For a specific transform length, the generator is free to choose among several algorithms and related tuning parameters. These choices may influence how the kernel is launched. The generator will create both the kernel and the accompanying struct, which gives indications of how the kernel may be used in both rocFFT and other applications.

the generator will populate a function pool with structs of the form

struct ROCFFTKernel
{
    void *device_function = nullptr;
    std::vector<int> factors;
    int              transforms_per_block = 0;
    int              workgroup_size = 0;
    // ...
};

This moves the responsibility of figuring how a kernel should be launched to the generator.

Currently kernels are launched with:

  • dimension

  • number of blocks (batches)

  • number of threads (threads per batch; kernel parameter)

  • stream

  • twiddle table

  • length(s)

  • strides

  • batch count

  • in/out buffers

Implementation#

The code generator will by implemented in Python using only standard modules.

The AST will be represented as a tree structure, with nodes in the tree representing operations, such as assignment, addition, or a block containing multiple operations. Nodes will be represented as objects (eg, Add) extending the base class BaseNode. Operands will be stored in a simple list called args:

class BaseNode:
    args: List[Any]

To facilitate building ASTs, the base node will have a constructor that simply stores its arguments as operands:

class BaseNode:
    args: List[Any]
    def __init__(self, *args, **kwargs):
        self.args = list(args)

To facilitate rewriting ASTs, node object’s constructors should accept a simple list of argument/operands.

This, for example, allows a depth-first tree re-write to be implemented trivially as:

def depth_first(x, f):
    '''Depth first traversal of the AST in 'x'.  Each node is transformed by 'f(x)'.'''
    if isinstance(x, BaseNode):
        y = type(x)(*[ depth_first(a, f) for a in x.args ])
        return f(y)
    return f(x)

To emit code, each node must implement __str__. For example:

class Add(BaseNode):
    def __str__(self):
        return ' + '.join([ str(x) for x in self.args ])

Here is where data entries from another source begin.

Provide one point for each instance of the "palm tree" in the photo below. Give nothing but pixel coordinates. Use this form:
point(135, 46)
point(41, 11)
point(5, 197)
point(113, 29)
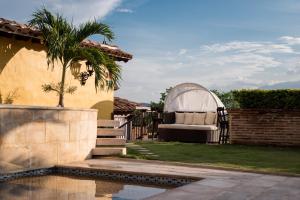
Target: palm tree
point(63, 41)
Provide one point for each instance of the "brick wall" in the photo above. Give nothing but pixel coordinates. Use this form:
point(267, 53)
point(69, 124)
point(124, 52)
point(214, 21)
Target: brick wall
point(265, 127)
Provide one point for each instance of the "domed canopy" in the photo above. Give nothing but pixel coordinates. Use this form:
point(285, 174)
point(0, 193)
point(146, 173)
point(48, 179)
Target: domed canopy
point(191, 97)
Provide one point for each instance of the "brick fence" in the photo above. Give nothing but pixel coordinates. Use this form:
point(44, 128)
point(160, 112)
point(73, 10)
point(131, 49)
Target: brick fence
point(265, 127)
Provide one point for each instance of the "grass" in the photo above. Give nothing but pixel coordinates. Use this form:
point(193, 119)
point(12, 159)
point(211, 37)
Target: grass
point(254, 158)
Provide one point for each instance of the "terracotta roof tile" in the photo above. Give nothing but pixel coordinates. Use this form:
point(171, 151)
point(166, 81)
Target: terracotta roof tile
point(124, 105)
point(14, 28)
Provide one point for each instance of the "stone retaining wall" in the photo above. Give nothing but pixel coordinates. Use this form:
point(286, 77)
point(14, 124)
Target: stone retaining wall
point(265, 127)
point(34, 137)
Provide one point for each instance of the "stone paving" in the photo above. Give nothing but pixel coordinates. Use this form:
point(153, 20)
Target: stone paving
point(216, 185)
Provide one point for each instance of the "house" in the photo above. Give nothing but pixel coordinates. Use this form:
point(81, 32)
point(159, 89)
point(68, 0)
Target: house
point(24, 69)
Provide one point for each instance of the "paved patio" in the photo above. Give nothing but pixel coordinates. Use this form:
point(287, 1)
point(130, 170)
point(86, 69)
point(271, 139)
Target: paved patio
point(217, 184)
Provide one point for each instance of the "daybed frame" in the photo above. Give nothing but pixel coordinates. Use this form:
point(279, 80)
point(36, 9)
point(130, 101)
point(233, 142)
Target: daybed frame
point(184, 135)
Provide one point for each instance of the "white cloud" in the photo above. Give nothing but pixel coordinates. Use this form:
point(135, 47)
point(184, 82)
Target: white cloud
point(76, 10)
point(124, 10)
point(81, 11)
point(182, 51)
point(290, 40)
point(243, 47)
point(232, 65)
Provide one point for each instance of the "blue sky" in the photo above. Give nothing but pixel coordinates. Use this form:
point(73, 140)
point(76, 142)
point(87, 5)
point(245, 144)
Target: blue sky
point(222, 44)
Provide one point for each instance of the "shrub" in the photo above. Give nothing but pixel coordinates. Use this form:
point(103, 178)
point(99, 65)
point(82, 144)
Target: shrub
point(272, 99)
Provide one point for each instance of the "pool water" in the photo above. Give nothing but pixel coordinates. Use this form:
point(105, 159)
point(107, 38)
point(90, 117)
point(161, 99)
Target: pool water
point(69, 188)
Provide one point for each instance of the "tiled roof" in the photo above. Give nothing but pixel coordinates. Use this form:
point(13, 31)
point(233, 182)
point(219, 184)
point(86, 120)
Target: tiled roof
point(124, 105)
point(9, 27)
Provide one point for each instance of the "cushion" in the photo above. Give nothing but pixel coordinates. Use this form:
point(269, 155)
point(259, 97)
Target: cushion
point(210, 118)
point(189, 127)
point(179, 118)
point(188, 118)
point(199, 118)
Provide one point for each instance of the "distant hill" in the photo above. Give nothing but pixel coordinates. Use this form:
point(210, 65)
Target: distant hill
point(283, 85)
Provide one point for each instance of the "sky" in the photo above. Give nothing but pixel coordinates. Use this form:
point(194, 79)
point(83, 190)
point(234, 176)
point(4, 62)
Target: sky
point(220, 44)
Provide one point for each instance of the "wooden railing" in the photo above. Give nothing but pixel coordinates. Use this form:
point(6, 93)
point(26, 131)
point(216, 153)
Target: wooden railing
point(141, 125)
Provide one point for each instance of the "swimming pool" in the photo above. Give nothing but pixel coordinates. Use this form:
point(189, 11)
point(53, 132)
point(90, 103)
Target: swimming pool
point(79, 183)
point(61, 187)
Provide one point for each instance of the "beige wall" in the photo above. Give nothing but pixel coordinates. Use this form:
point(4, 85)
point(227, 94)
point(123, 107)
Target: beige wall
point(32, 137)
point(23, 67)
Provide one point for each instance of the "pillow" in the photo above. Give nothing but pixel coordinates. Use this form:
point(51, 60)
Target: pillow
point(210, 118)
point(199, 118)
point(188, 118)
point(179, 118)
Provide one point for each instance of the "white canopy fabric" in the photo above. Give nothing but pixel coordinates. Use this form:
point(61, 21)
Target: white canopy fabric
point(191, 97)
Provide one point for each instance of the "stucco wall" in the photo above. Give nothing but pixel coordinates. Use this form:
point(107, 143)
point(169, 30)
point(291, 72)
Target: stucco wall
point(23, 67)
point(32, 137)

Stockham tiling implementation#

To support tiling, the global function is responsible for loading data from global memory into LDS memory in a tiled manner. Once in LDS memory, a singly strided device function performs an interleaved, in-place FFT entirely within LDS.

Polymorphism will be used to abstract tiling strategies. Different tiling strategies should extend the StockhamTiling object and overload the load_from_global and store_to_global methods.

For example:

tiling = StockhamTilingRR()
scheme = StockhamDeviceKernelUWide()

body = StatementList()
body += tiling.compute_offsets(...)
body += tiling.load_from_global(out=lds, in=global_buffer)
body += scheme.fft(lds)
body += tiling.store_to_global(out=global_buffer, in=lds)

Different tiling strategies may require new template parameters and/or function arguments. Tiling strategies can manipulate these through the

  • add_templates,

  • add_global_arguments,

  • add_device_arguments, and

  • add_device_call_arguments

methods. Each of these methods is passed a TemplateList or ArgumentList argument, and should return a new template/argument list with any extra parameters added.

Large twiddle tables#

Device kernels may need to apply additional twiddles during their execution. These extra twiddle tables are implemented similarly to tiling. Different twiddle table strategies should extend the StockhamLargeTwiddles object and overload the load and multiply methods.

Twiddle tables may also require additional templates and arguments. See Stockham tiling implementation.